Şimdi sizlere çok önemli bir tehlikeyi ve onun açıkça çalan çanlarını duyuracağım. Ki asla ihmale gelmez!
ABD, Türkiye içinde görevli bulunan vatandaşlarına bir son uyarıda daha bulundu. Bu uyarıya göre de en geç 23 Eylül gününe kadar Türkiye’yi terk etmeleri istendi.
Bu ne demek biliyor musunuz?
Şu demek efendim… Bu tarihten sonra bölgede alevler yükselecek ve belki de göz gözü görmeyecektir.
Çünkü o kanlı örgütlerin sanım o ki tamamı elbirliği ederek, haklı da olsak izinsiz bölgeye giren kuvvetlerimize karşı bir taarruz başlatabilirler. Zaten arkalarındaki güç bunu el altından zorluyor da… Bunlar, gizli tutuluyor ve Türk halkına yansıtılmıyorsa da, o kadar aleni ki…
Öte yandan silah, para, tedavi gibi gereksinimlerini karşıladığımız İşid; çeşitli oyunlarla bize düşman edilmeye başlandı bile… Zaten olacağı da buydu ve bizim aklıevvel yöneticilerimiz bunu hiç göremediler. Ülke içindeki hücrelerinin ise başkaldırmaları an meselesidir.
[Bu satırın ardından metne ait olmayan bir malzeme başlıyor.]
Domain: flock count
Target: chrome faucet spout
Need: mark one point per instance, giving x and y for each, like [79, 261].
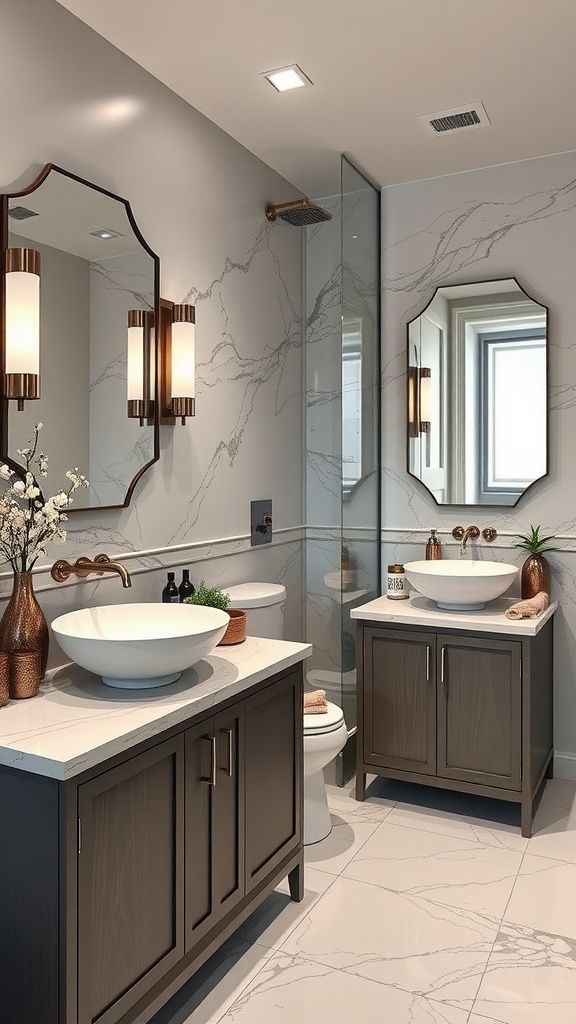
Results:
[85, 566]
[469, 534]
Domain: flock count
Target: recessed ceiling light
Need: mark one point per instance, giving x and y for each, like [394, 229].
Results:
[106, 232]
[287, 78]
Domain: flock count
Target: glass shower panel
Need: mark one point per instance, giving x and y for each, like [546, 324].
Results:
[360, 353]
[342, 437]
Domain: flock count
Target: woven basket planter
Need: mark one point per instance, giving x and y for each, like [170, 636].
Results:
[236, 631]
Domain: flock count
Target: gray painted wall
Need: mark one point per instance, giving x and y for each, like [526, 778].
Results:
[198, 198]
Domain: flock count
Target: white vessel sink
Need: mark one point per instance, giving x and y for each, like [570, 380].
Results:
[139, 645]
[460, 586]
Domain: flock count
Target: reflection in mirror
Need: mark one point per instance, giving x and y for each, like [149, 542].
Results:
[477, 366]
[97, 276]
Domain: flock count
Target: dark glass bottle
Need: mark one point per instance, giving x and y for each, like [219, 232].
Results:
[170, 592]
[186, 589]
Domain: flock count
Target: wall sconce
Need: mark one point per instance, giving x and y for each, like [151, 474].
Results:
[22, 352]
[176, 353]
[419, 400]
[139, 366]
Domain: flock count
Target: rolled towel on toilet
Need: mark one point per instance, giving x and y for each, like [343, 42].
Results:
[316, 702]
[529, 608]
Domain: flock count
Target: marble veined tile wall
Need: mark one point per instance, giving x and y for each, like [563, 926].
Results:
[199, 200]
[513, 220]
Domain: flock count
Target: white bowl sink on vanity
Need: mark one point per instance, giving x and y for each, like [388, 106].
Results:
[137, 646]
[466, 585]
[139, 828]
[458, 699]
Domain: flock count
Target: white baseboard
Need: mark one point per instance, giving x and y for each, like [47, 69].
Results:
[565, 766]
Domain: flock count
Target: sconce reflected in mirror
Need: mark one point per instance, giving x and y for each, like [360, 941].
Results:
[139, 366]
[22, 353]
[419, 400]
[176, 353]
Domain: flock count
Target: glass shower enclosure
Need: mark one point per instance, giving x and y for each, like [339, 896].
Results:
[342, 356]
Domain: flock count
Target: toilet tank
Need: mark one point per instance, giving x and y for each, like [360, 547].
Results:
[263, 604]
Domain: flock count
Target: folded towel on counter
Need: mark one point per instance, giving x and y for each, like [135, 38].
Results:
[316, 702]
[528, 609]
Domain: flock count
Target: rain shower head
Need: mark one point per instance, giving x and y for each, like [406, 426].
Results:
[299, 212]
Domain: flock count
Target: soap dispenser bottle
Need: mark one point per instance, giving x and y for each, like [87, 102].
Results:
[170, 592]
[434, 547]
[187, 589]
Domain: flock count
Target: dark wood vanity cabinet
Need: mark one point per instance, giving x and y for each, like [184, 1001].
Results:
[117, 885]
[462, 711]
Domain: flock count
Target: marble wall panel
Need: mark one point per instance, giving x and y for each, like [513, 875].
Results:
[513, 220]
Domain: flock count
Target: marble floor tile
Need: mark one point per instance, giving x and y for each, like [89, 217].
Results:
[289, 990]
[493, 822]
[215, 986]
[454, 871]
[272, 923]
[544, 898]
[334, 852]
[397, 939]
[343, 804]
[553, 833]
[531, 973]
[477, 1019]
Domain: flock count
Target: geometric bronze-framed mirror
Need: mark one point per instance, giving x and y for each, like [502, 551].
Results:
[477, 382]
[97, 274]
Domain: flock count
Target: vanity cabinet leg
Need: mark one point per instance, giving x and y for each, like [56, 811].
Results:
[526, 817]
[296, 883]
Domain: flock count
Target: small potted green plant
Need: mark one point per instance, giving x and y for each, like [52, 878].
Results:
[535, 573]
[212, 597]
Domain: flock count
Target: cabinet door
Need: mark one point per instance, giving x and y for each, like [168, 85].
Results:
[130, 881]
[214, 821]
[399, 721]
[480, 711]
[274, 772]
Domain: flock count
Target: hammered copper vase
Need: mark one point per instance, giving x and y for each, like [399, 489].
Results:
[535, 577]
[24, 626]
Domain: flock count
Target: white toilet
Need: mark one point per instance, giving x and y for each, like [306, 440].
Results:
[325, 735]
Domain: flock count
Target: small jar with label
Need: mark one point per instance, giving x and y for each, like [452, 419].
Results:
[397, 584]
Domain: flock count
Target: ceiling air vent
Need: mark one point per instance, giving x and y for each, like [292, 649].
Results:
[21, 213]
[457, 119]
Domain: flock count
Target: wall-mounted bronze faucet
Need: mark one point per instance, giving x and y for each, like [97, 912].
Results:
[84, 566]
[469, 534]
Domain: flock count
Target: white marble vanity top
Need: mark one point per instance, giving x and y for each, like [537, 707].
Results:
[421, 611]
[76, 722]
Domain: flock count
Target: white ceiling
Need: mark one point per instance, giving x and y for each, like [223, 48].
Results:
[376, 65]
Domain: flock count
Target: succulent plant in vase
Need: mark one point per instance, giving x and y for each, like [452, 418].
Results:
[535, 573]
[213, 598]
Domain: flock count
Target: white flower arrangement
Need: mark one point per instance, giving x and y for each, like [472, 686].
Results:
[28, 520]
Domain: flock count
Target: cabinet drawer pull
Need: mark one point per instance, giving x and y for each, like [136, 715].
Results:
[230, 752]
[211, 780]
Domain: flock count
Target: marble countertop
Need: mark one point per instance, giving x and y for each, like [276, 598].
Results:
[76, 722]
[421, 611]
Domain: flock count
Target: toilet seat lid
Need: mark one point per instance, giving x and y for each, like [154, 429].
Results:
[315, 725]
[255, 595]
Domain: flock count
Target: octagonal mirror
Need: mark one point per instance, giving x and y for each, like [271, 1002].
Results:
[477, 375]
[97, 274]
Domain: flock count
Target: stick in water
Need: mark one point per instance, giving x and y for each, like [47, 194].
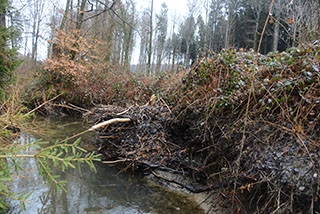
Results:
[108, 122]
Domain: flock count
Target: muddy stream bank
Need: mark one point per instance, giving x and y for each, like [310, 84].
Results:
[110, 190]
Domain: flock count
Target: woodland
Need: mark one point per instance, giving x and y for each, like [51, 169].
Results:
[227, 97]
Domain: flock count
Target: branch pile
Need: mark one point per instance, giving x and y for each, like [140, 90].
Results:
[242, 121]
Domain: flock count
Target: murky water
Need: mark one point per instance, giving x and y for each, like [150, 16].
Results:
[107, 191]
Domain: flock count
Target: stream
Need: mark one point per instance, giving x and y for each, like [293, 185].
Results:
[107, 191]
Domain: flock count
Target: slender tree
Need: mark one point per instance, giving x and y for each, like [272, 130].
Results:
[162, 26]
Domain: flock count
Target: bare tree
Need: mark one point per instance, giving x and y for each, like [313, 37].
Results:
[162, 26]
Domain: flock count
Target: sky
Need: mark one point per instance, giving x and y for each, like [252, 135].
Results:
[177, 9]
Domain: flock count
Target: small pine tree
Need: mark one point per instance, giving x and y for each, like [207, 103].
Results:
[8, 56]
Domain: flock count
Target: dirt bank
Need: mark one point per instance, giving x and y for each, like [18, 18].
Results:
[244, 125]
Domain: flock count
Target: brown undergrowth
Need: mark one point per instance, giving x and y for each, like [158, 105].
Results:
[241, 123]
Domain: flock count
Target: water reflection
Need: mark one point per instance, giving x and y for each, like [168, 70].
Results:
[107, 191]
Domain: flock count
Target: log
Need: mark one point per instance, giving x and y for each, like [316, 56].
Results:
[108, 122]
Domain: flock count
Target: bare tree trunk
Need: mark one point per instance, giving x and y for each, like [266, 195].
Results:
[276, 30]
[275, 40]
[65, 15]
[150, 39]
[3, 14]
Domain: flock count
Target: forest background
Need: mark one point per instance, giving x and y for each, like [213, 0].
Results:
[215, 56]
[87, 40]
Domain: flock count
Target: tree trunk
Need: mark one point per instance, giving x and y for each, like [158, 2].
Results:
[65, 16]
[275, 40]
[150, 39]
[3, 4]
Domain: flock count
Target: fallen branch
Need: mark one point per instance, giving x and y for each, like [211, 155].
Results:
[108, 122]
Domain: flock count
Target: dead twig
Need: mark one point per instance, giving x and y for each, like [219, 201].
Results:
[108, 122]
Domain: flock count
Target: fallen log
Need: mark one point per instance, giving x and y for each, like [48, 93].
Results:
[108, 122]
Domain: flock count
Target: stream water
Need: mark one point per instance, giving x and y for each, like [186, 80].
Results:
[106, 191]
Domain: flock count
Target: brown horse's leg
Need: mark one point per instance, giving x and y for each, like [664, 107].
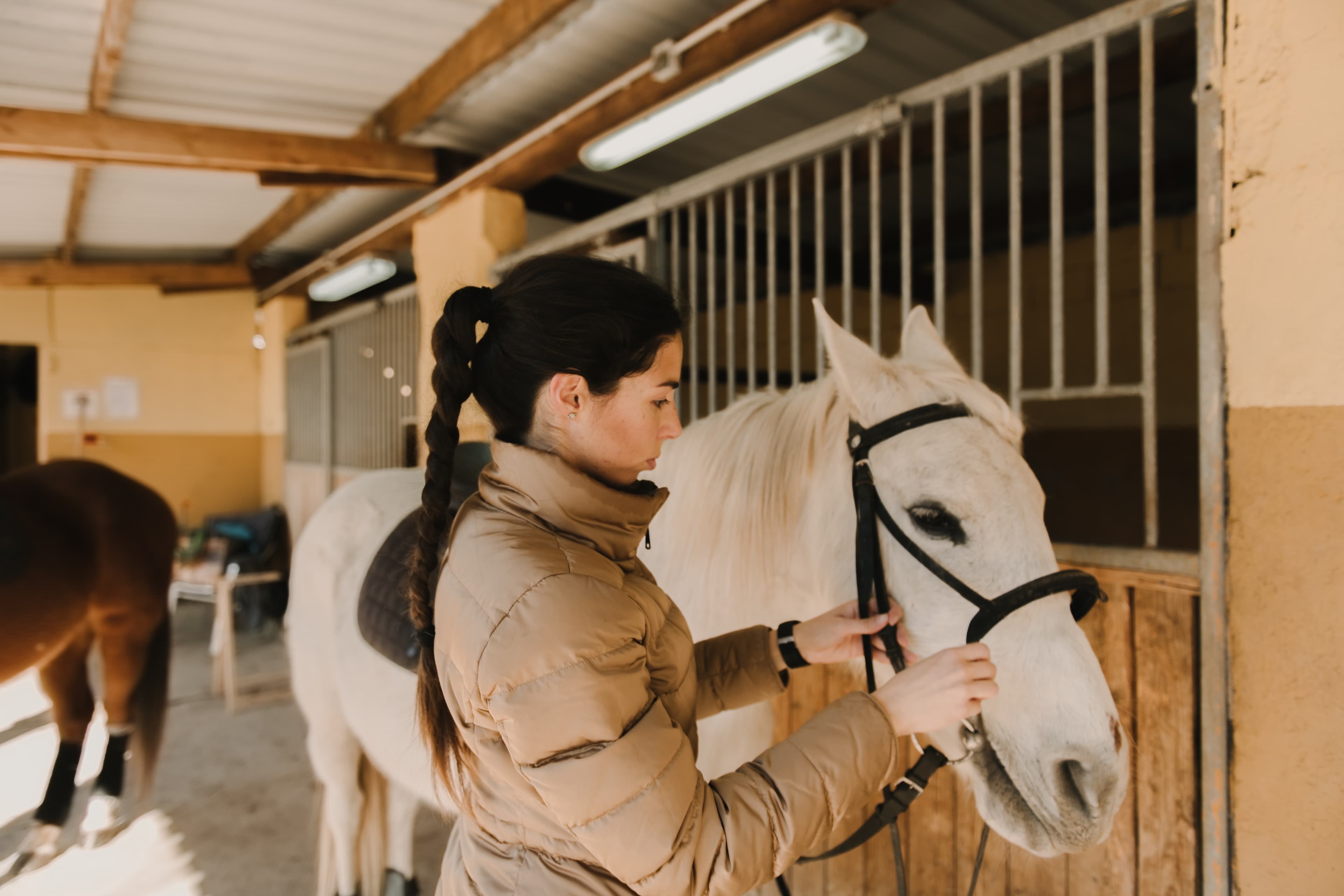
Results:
[65, 680]
[124, 644]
Bu tehlikenin büyüklüğü bu kadar la kalmıyor. Çünkü İşid ile düşman olmamız sonrası sınır ötemizde PYD, YPG, PKK gibi ölümcül düşmanlarımızla birleşebilirler ve karşımızdaki güç baş edemeyeceğimiz kadar büyür. Ki, bu kanlı örgütler ile onları öne süren emperyalist devletler, buradaki ateş ve kanın çok daha büyümesi için çaba göstermekteler.
Ve anlaşılıyor ki, sıcak savaşın büyümesi o kadar uzak değildir. Yani çok muhtemel ki Ekim ayı ve sonrası Güney sınırlarımız bir yangın yerine dönebebilir. Ne zamana kadar mı?
Konuya Birleşmiş Milletlerde siyasi boyut kazandırılarak, Güney bölgemizden bir kısım toprak gaspedilip önce bir Kürt devleti, ardından da Büyük İsrail Devleti kurulunyaca kadar!
Ve biliyorum bu söylediklerim, yazımı okuyan iktidar temsilcilerinin (pek okumazlar ya) bir kulağından girip, diğerinden çıkacaktır. Yani maalesef işaret ettiğim tehlike onlar için önemsizdir. Çünkü bazılarımız hiçbir şekilde öğüt almaz ve önemine de aldırmaz.